Als Daniel schließlich die Augen aufschlug, merkte er, dass er sich zur Rückseite des Tootsie’s gedreht hatte. Die Wand war mit allen möglichen Plakaten für Konzerte und Shows und CD-Release-Partys zugeklebt, in allen Größen und Farben, aber das Plakat, das ihm am direktesten ins Auge stach, war knallgrün. Darauf stand:
DOCKERY PLANTATION
TAKE THE MONEY AND RUN TOUR
A Million Reasons to Follow This Band
Vorsichtig trat Daniel näher heran, denn er war sicher, dass das sein Hinweis war. Er fürchtete sich jedoch vor dem, was er dort finden würde. Er löste das Plakat von der Wand und stellte fest, dass auf der Rückseite eine CD klebte.
»Das hier«, verkündete Daniel triumphierend, »haben wir gesucht.«
Der Barkeeper driftete noch immer mit Hank durch den Nebel der Zeit und knurrte: »Was?«
»Das hier«, wiederholte Daniel und hielt die CD hoch. »Das hier sollte ich finden.«
Es ist nicht ganz einfach, enttäuscht zu sein, wenn man gar keine Erwartungen hatte, aber enttäuscht war der Barkeeper dennoch. »Das? Was zum Teufel ist das?«
Daniel grinste verschlagen. »Gehen wir rein und finden es raus.«
»Das wird Sie was kosten.«
»Nein, wird es nicht.« Daniels Grinsen wurde breiter.
Diesmal blieb der Barkeeper unnachgiebig. Es war eine Frage des Prinzips. »Wenn Sie das hören wollen …« Er überlegte sich einen Preis. »Fünfzig.«
»Keinen Cent.«
Der Barkeeper knurrte. »Na gut, zwanzig.«
Daniel zeigte keine Reaktion und hielt sein gottverdammtes Grinsen durch.

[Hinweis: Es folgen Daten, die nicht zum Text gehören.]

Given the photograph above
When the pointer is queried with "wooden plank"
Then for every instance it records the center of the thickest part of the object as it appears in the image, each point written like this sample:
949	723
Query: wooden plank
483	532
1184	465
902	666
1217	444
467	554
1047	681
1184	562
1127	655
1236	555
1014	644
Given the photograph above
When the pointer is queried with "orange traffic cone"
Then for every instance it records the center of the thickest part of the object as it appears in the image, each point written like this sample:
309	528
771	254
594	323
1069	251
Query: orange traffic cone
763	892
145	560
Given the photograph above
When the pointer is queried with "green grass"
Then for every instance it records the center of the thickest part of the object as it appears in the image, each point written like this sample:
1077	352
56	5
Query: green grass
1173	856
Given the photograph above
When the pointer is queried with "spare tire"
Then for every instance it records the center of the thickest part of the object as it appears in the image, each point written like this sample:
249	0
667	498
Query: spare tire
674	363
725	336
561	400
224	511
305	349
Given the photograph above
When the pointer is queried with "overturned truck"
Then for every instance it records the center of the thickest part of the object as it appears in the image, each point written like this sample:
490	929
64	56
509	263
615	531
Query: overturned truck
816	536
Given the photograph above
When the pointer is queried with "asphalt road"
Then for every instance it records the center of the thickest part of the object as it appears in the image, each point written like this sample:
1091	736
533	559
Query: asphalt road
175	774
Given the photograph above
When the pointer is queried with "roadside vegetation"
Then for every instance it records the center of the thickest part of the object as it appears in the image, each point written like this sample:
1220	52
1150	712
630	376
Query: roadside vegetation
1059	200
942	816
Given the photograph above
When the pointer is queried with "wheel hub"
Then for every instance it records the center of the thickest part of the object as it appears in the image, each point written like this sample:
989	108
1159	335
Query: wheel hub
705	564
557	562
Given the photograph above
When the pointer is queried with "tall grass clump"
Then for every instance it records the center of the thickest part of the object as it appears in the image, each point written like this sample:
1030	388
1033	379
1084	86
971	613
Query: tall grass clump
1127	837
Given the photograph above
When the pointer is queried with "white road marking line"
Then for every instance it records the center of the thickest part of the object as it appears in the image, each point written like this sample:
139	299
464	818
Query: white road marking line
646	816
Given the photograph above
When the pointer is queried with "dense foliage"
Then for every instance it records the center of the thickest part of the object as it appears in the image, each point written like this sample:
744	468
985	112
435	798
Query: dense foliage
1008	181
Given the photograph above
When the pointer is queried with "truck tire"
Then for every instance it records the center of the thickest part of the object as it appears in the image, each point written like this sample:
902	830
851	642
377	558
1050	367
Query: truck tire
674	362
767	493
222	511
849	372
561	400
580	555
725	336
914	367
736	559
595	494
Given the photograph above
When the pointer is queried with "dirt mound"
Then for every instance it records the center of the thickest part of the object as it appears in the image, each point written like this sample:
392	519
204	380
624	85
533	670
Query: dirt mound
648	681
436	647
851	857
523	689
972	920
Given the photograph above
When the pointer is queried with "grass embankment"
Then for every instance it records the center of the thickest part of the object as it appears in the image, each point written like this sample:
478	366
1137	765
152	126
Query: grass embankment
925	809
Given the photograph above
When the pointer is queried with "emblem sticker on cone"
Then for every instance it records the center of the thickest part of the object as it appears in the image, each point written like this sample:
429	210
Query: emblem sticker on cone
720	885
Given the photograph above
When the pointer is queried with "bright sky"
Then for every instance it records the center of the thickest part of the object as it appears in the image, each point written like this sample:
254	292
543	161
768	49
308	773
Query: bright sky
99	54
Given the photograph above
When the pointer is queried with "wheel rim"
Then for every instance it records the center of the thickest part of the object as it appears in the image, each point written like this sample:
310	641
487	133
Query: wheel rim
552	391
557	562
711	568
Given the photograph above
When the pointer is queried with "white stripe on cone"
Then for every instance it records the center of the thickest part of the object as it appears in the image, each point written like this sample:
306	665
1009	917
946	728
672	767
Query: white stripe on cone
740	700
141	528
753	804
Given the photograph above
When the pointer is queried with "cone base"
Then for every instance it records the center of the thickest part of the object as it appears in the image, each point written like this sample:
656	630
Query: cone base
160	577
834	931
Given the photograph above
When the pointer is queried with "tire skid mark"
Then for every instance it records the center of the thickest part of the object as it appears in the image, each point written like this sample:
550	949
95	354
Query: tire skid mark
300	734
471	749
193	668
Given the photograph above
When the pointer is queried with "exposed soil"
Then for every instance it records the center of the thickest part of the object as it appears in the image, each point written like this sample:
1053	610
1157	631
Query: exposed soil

Der Barkeeper redete sich ein, es sei ihm egal, was auf der CD war. Schließlich betraf es ihn nicht. Nicht wirklich. Und doch, sosehr er sich auch bemühte, konnte er nicht bestreiten, dass er wissen wollte, was es mit dieser mysteriösen CD auf sich hatte. »Also gut«, lenkte er schließlich ein. »Aber Sie geben mir wenigstens einen aus.«
Daniels dreckiges Grinsen wurde sogar noch breiter. »Sie können meine Pulle Pabst haben.«
Es gab da eine ganze Menge, was der Barkeeper sagen wollte, aber er begnügte sich mit: »Gehen wir rein.«
Drinnen im Tootsie’s hatte die letztjährige Miss Jackson County ihr Set beendet, und im Laden war es still. Was selten vorkam.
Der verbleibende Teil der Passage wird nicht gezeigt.